A robust JavaScript method for splitting text into characters (more specifically grapheme clusters or user-perceived characters), words and sentences with the Intl.Segmenter interface (via Stefan Judis). Basic usage:

const segmenter = new Intl.Segmenter('en', { granularity: 'word' });
const segments = segmenter.segment('Hello World!');
[...segments].map(item => item.segment);
// => ["Hello", " ", "World", "!"]

Pretty cool for text analysis. And when granularity: "word", each segment comes with an isWordLike boolean to distinguish between actual words and spaces or punctuation.

For the curious: General rules for breaking up text into significant units are defined in Unicode Standard Annex 29, and for breaking text into lines in Annex 14. Language-specific tailorings are provided by the Unicode Common Locale Data Repository Project.

Getting answers out of browser console snippets. For quick-and-dirty text analysis, Intl.Segmenter simplified a couple of snippets I had written for running in the browser console to extract unique words out of books and to count their frequency.

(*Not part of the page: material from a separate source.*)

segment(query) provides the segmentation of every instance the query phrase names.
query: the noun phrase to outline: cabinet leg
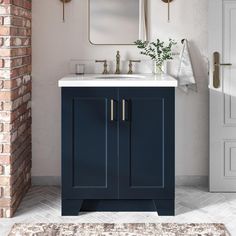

As a way to communicate the result back to the user, console.log() can sometimes be unwieldy. Instead I use the copy() function to put the answer into the clipboard. The obvious downside is that, unless you run it off a bookmarklet, the snippet gets overwritten each time it gets run. I wondered if there's a nicer (but still succinct) way. How about putting the result on a separate webpage?

URL.createObjectURL(
new Blob(
['Știri din țară'],
{ type: 'text/plain'}
)
);
// => blob:https://danburzo.ro/d9dafec6-d590-4c89-8473-b12413888949

Close! But this blob: URL is only clickable in Chrome, so in Firefox and Safari you're stuck with either copying the URL to the clipboard (thus negating most of the benefit over copy()) or, with some dexterity, selecting the text and drag-and-dropping it onto the New Tab icon.

More important than ergonomics is what happens when you open the URL of a blob adorned with diacritics:

Știri din țară

Oops! The default character encoding for the text/plain MIME type is actually US-ASCII, so the correct snippet is the one below. Note that Safari 16.2 currently ignores the charset, but it's thankfully fixed in Safari Technology Preview, so it won't matter soon. (Update: it has been fixed in Safari 16.3.)

URL.createObjectURL(
new Blob(
['Știri din țară'],
{ type: 'text/plain;charset=utf8'}
)
);

WSF year in review: This year I managed just four issues, fewer than 2021 (ten) but much better than 2020 (zero).

Soundtrack: I must have played this wonderful vocal version of Roger Eno's Bells, featuring Cecily and Lotti Eno, for at least a few dozen times.